Beyond the doctor’s office
The healthcare market is increasingly becoming an area of interest for large IT companies, which are approaching it in different ways. German software company SAP has announced an application targeted at senior citizens that combines input from multiple data sources, including wearables, sensors, and even voice assistance, into a single dashboard view. This solution helps predict risks, organize care, share visibility with the family, and provide independence to elderly people. Another example comes from the US startup firm Komodo Health. It collects anonymized data from patients and payers (insurers), capturing every interaction between patients and the US healthcare system. This provides improvement opportunities for the healthcare ecosystem. Other US technology companies – through their own organic business and acquisitions – are focusing on the mHealth (mobile health) sector and the monitoring and managing of individual health anytime, anywhere.
This is creating an explosion in personal health data, which consumers can share with their doctors (even in real-time using edge computing power in the future). According to Fortune Business Insights, the global wearable medical device market could grow by a CAGR of 24.7% to reach a size of USD 139.4 billion in 2026 from USD 24.6 billion in 2018. For now, this market is highly fragmented with different niche areas.

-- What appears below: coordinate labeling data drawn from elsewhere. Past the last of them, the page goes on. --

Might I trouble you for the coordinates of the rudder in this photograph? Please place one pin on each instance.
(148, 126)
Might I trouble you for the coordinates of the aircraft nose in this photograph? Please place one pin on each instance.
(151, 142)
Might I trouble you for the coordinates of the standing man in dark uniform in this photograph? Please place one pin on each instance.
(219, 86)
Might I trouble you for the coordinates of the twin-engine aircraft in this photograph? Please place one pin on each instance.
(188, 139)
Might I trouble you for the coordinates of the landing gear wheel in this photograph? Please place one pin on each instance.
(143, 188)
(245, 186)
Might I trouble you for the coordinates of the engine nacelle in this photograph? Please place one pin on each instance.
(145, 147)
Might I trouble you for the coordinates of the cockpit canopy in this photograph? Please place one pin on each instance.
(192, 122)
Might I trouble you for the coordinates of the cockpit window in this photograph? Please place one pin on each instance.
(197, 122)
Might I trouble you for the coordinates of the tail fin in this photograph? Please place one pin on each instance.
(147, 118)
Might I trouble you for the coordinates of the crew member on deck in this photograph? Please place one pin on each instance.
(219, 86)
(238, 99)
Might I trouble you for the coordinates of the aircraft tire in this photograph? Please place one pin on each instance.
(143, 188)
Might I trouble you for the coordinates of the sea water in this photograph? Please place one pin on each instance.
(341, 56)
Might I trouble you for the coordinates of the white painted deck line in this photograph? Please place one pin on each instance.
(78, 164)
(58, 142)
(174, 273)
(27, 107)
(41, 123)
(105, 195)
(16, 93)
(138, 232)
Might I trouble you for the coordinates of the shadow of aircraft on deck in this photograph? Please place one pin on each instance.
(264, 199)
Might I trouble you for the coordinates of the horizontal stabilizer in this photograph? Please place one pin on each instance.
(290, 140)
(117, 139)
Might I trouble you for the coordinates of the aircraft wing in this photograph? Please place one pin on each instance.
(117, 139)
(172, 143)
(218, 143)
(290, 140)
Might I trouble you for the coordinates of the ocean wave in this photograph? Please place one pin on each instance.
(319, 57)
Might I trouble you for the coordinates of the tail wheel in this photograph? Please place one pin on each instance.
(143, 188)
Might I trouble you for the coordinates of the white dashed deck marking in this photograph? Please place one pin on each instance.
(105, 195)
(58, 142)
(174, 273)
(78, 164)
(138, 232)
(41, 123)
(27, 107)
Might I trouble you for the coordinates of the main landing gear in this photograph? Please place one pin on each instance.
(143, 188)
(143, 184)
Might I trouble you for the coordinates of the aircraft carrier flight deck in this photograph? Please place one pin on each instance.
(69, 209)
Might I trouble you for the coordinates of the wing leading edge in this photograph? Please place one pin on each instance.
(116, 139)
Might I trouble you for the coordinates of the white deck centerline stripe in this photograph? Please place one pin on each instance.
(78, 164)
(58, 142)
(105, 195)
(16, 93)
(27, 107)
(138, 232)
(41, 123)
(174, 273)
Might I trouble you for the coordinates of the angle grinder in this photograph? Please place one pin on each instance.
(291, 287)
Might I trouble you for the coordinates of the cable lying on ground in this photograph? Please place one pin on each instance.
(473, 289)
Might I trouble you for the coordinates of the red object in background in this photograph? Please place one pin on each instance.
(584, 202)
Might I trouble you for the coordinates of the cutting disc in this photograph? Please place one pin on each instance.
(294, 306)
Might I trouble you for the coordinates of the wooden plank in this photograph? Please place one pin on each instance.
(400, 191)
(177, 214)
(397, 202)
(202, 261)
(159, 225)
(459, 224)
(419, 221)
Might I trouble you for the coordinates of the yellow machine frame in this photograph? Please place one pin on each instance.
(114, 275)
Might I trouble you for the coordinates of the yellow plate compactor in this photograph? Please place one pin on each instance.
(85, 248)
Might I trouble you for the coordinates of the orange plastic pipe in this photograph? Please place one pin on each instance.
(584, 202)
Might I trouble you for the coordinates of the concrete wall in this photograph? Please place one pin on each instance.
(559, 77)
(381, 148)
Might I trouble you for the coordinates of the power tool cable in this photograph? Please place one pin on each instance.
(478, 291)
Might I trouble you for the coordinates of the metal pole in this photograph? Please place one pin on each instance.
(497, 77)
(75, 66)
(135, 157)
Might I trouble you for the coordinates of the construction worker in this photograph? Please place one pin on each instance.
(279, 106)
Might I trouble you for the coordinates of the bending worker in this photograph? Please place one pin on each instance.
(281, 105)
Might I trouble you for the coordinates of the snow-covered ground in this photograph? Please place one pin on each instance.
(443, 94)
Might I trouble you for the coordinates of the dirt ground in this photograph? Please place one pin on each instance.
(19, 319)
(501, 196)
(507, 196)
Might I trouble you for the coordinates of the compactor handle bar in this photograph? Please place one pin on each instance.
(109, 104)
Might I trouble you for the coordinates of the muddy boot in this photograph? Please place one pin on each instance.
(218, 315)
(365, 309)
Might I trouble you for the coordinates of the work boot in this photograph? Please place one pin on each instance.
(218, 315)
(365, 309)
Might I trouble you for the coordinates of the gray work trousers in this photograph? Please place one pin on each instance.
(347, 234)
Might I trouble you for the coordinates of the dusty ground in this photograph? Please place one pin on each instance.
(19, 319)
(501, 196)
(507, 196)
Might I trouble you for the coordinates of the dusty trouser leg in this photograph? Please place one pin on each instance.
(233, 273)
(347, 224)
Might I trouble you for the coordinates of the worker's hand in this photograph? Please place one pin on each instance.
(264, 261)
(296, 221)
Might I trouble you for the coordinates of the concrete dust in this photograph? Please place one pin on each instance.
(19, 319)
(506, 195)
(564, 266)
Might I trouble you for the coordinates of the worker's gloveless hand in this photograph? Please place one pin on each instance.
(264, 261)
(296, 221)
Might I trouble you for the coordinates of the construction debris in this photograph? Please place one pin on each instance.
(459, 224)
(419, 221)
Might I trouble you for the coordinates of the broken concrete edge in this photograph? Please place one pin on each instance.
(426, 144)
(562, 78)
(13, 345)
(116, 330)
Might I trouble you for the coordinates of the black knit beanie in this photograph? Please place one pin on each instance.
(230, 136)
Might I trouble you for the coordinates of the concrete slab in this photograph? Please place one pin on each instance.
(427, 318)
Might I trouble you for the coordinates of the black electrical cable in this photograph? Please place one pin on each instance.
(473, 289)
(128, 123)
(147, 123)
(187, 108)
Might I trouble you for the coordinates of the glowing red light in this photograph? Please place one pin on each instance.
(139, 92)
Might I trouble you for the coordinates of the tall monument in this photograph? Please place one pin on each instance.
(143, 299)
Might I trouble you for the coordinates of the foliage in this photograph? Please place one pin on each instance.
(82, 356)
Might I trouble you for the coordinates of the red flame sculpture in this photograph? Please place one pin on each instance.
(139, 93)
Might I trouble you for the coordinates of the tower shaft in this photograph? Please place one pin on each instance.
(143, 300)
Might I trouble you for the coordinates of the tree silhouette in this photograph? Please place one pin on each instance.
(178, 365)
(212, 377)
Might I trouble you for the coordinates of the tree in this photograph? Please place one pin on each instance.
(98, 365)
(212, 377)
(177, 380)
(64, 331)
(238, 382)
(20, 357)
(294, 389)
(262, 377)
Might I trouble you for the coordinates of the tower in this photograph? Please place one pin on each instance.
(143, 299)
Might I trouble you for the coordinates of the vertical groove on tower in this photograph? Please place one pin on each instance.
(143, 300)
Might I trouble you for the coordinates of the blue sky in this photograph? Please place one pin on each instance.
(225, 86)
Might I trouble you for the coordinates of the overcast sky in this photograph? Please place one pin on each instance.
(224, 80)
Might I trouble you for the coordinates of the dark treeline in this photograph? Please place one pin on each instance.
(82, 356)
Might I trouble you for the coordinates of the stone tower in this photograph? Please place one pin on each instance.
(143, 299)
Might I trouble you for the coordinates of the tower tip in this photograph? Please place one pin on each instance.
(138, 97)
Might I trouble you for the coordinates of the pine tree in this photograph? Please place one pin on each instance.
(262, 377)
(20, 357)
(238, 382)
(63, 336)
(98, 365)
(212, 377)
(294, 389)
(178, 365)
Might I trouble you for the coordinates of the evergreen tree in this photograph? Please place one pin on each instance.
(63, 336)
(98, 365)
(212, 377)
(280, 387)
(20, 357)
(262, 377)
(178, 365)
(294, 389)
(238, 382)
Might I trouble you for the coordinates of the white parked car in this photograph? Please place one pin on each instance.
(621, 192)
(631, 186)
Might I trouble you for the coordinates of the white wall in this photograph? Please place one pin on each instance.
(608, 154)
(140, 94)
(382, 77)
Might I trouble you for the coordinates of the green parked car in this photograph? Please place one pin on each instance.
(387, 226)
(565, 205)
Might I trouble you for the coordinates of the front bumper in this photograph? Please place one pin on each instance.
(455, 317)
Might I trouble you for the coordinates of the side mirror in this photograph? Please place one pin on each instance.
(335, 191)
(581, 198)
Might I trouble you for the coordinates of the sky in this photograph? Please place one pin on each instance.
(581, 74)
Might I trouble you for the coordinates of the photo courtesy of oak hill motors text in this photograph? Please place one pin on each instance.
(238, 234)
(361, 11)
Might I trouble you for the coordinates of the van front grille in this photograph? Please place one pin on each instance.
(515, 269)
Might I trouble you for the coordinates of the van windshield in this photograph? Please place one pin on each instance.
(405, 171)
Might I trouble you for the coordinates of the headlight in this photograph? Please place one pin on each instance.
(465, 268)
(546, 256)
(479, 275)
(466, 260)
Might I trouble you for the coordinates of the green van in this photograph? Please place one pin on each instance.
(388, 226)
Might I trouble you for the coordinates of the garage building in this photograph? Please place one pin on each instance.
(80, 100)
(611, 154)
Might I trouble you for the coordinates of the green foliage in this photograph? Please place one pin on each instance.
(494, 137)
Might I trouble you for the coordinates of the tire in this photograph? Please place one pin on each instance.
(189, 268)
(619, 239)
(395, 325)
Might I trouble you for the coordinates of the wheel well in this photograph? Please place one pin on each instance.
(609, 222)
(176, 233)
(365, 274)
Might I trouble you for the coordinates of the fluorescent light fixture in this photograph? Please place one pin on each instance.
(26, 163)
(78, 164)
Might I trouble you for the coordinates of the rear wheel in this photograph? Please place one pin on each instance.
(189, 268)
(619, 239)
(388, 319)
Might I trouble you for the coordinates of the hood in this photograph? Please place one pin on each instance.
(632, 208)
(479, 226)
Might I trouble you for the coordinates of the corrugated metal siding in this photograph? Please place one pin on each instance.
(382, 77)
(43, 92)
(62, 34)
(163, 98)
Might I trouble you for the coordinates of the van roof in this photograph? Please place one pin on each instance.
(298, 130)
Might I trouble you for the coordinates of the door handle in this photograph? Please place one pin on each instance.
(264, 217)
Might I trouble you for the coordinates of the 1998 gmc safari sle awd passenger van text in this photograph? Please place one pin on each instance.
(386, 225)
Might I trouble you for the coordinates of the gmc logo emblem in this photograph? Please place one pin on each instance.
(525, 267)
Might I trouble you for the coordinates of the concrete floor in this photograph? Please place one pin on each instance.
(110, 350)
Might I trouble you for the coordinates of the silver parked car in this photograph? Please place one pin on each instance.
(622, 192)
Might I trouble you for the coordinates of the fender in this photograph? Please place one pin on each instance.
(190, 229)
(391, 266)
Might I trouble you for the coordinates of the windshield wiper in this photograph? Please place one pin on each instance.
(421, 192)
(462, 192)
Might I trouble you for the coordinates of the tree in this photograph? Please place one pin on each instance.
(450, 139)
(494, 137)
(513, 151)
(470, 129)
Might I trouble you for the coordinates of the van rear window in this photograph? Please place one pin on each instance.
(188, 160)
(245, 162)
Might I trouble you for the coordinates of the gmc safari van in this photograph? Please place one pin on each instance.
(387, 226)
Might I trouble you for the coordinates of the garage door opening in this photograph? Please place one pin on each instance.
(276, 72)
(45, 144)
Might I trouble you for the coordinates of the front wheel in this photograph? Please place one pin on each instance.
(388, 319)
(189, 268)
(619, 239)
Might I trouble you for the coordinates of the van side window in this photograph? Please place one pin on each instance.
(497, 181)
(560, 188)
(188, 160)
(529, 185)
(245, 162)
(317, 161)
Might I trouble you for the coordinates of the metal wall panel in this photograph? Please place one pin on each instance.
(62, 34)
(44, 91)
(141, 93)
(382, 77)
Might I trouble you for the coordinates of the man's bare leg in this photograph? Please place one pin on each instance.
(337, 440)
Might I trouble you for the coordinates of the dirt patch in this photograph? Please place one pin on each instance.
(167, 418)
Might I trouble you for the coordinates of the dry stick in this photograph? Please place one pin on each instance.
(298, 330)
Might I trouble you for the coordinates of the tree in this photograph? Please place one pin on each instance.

The more interesting healthtech area seems to be the diagnostic and gene therapeutics market, where the use of robots, big data and AI is opening many business options. While only a few gene therapies have so far received regulatory approval, there is a huge and increasing number of preclinical projects. The main beneficiaries and drivers of growth are specialized biotech firms and big healthcare companies. The latter are already adjusting their business cases to expand in the new growth areas through the acquisition of successful smaller companies or through investments in their own research. The coronavirus outbreak will also likely serve as a catalyst for the development of telemedicine services, as regulators become more supportive of such solutions, and health insurers less reluctant to cover them.